Ethylene bursts during ripening and causes the climacteric rise of respiration (Figure 5), which could be a death signal that prepares fruit for seed dispersal through the breakdown of cellular components [47]. In this study, the genes that encoded glycolysis and TCA cycling enzymes, which mediate climacteric respiration, such as ribose-5-phosphate isomerase and pyruvate kinase, were upregulated in ethylene-treated fruit. The results imply that the response of the enzymes after ethylene treatment could lead to faster ripening as compared with the control. The gene that encodes 6-phosphogluconolactonase, the protein related to fruit respiratory pathway and quality [54], was also upregulated due to ethylene treatment. This could be explained by the respiration burst caused by the higher ethylene concentration.

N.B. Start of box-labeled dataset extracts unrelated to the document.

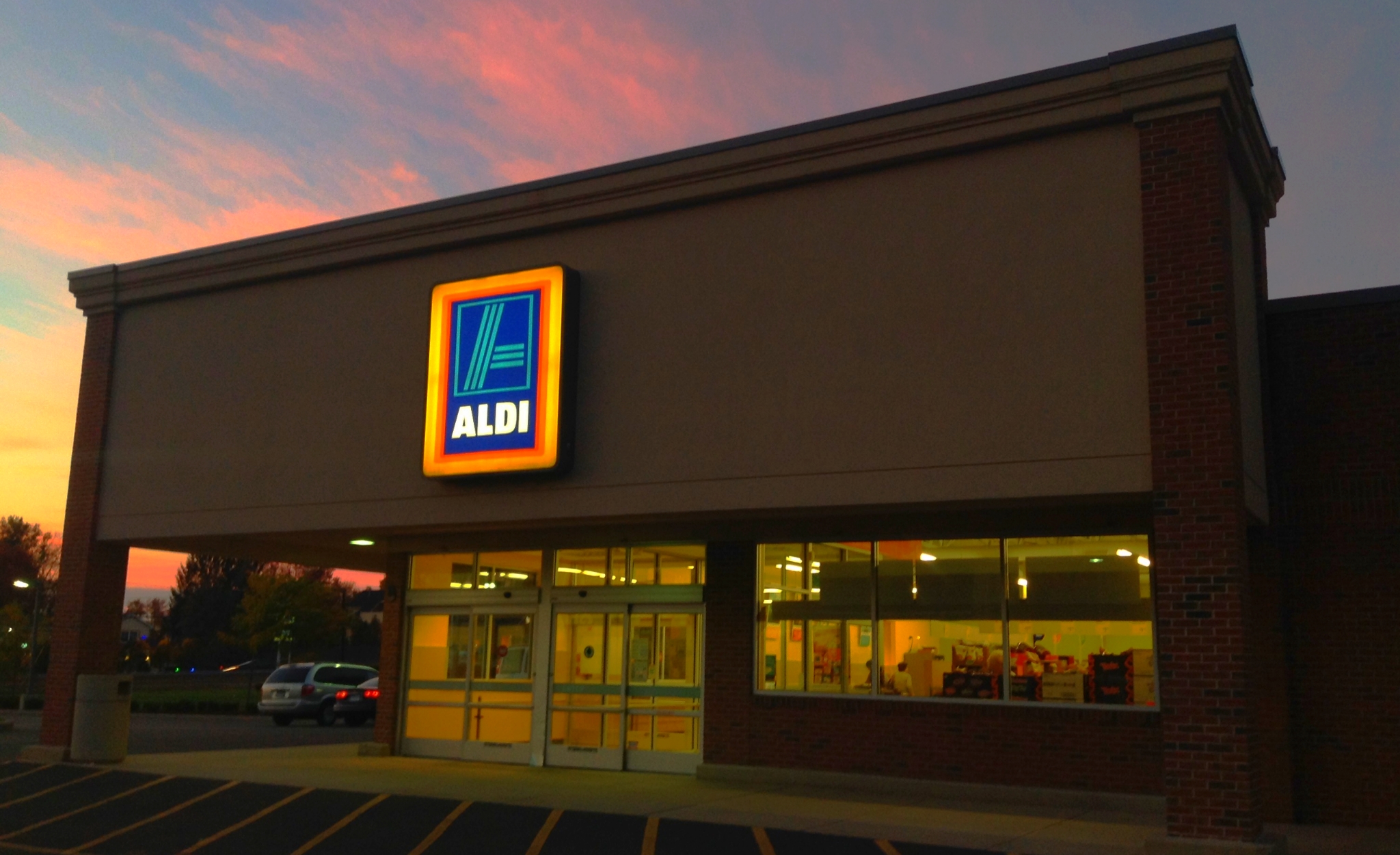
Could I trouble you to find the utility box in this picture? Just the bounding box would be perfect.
[68,675,132,763]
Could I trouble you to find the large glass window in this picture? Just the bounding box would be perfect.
[876,540,1005,700]
[554,543,704,588]
[757,534,1157,707]
[759,543,874,694]
[409,552,543,591]
[1007,536,1157,707]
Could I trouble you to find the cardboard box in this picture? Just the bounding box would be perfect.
[904,649,947,698]
[1129,648,1157,677]
[943,672,1001,701]
[1040,675,1083,704]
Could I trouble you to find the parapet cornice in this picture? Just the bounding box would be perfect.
[68,27,1284,315]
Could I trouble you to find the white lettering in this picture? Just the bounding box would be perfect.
[453,407,476,439]
[496,401,515,434]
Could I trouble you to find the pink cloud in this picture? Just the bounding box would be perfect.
[163,1,830,182]
[0,154,336,263]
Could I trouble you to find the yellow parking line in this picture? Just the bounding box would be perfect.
[291,792,389,855]
[0,763,53,784]
[178,787,315,855]
[0,775,175,839]
[0,768,112,807]
[67,781,238,854]
[409,799,472,855]
[641,816,661,855]
[525,810,564,855]
[0,844,63,855]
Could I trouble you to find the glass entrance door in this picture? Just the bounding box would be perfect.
[545,610,625,770]
[624,606,703,772]
[546,605,704,772]
[403,608,535,763]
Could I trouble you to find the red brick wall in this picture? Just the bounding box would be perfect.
[374,556,409,746]
[704,543,1162,793]
[39,314,127,746]
[1138,111,1261,839]
[1268,294,1400,827]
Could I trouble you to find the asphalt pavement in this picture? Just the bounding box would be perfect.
[0,709,374,761]
[0,763,991,855]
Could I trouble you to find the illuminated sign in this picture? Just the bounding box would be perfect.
[422,267,577,477]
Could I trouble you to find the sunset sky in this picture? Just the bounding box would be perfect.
[0,0,1400,596]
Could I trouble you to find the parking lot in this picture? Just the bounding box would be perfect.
[0,763,983,855]
[0,709,374,761]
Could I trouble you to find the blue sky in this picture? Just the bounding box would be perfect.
[0,0,1400,587]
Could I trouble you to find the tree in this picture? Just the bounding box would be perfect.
[0,517,59,600]
[163,554,265,668]
[228,564,355,660]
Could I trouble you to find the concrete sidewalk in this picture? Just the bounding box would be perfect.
[123,744,1400,855]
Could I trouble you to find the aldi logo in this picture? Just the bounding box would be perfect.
[422,267,576,477]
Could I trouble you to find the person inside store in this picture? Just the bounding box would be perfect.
[889,662,914,697]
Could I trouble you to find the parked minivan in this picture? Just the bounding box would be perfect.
[258,662,379,728]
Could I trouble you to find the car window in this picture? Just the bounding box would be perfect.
[317,668,371,686]
[267,666,311,683]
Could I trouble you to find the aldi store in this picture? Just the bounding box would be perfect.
[43,28,1400,841]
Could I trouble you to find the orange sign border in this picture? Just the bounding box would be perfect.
[422,264,565,477]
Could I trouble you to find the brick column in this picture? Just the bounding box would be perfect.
[374,556,409,750]
[1138,111,1261,841]
[703,543,757,765]
[39,312,127,746]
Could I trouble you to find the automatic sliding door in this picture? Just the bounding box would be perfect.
[625,608,704,772]
[546,612,624,770]
[403,612,472,757]
[462,612,535,763]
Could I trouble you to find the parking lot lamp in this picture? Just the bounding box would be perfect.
[14,577,43,709]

3.5. TSS, TA, BAR and Sensory Evaluation and the Related Genes

TSS, TA, BAR and the sensory evaluation in the present study reveal that ethylene-treated fruit was preferred over the control on the third day of ripening (Figure 6). Phosphoenolpyruvate carboxylase (PEPC) is involved in organic acid synthesis [55]. The gene that encodes PEPC was downregulated after ethylene treatment due to the reduction of acidity (Figure 6) during ripening that might be associated with the conversion of organic acids into sugars and their derivatives or their utilization in respiration [25]. β-Amylase (BAM), one of the key genes related to starch degradation during the ripening of fruit [18], was also upregulated in our study. BAM breaks starch into maltose, resulting in the sweet flavor of ripe fruit [56]. Furthermore, the upregulation of the sucrose-phosphate synthase (SPS) encoding gene could be related to an increase in TSS, BAR and sensory quality (Figure 6). Similarly, Duque et al. [57] reported the accumulation of soluble sugars coincided with a gradual activation of SPS after harvest during cold storage. Besides, glucose-1-phosphate adenylyltransferase large subunit 2/amyloplastic-like protein, which plays a role in the synthesis of starch was downregulated, implying that fruit ripening involves catabolic processes rather than anabolic processes.
Methanol O-anthraniloyltransferase is an enzyme responsible for the production of O-methyl anthranilate, an important aroma and flavor compound in the grapefruit [58]. Similarly, methanol O-anthraniloyltransferase gene was upregulated due to ethylene treatment in this study, implying that O-methyl anthranilate could be produced during ripening, which can directly influence the aroma and flavor of ‘ready to eat’ kiwifruit. Hence, the methanol O-anthraniloyltransferase gene could be responsible for the development of aroma and flavor of kiwifruit during ripening. In this study, the gene that encodes arogenate dehydrogenase, an enzyme that catalyzes the oxidative decarboxylation of arogenate into the aromatic amino acid tyrosine [59], was also upregulated due to exogenous ethylene treatment, indicating that kiwifruit ripening is also associated with changes in aroma of the fruit. Interestingly, the genes that encode linoleate 13S-lipoxygenase and linoleate 9S-lipoxygenase, lipoxygenases that may contribute to aldehyde generation to produce grassy aroma during kiwifruit ripening [60], were downregulated due to ethylene treatment. The results of overall sensory evaluation and BAR in the current study (Figure 6) could also be related to the above changes. However, 4-coumarate-CoA ligase-like, an enzyme that involved in phenylpropanoid-derived compound (PDC) pathway [61], carboxylesterase (CXE) which regulates plant bioactive metabolism through the control of esterases to release volatile carboxyl esters [62], UDP-glycosyltransferase which catalyzes the production of glycosides (a potential source of aroma and flavor in fruits) [63] and α-glucosidase, the key enzyme that catalyzes the final step in the digestive process of carbohydrates [64], were downregulated in the present study after 3 days of ethylene treatment, probably due to early action of these enzymes at the onset of ethylene treatment and reduced action afterward.
L-Ascorbate oxidase gene was upregulated due to ethylene treatment. L-ascorbic acid (AA), one of the major antioxidants in fruits and vegetables, known as vitamin C by most consumers, is oxidized to L-dehydroascorbic acid (DHAA), mainly due to the activity of L-ascorbate oxidase [65]. The biological activity of DHAA has been considered to be equivalent to AA as it can be converted readily into AA in the human body [66]. Besides, the enzyme that catalyzes the terminal step in the biosynthetic pathway of AA [67] could be enhanced due to the upregulation of L-gulonolactone oxidase (Table 4). Moreover, the other ascorbate-related genes in kiwifruit, including galacturonosyltransferase and UDP-glucose dehydrogenase, were upregulated due to ethylene treatment.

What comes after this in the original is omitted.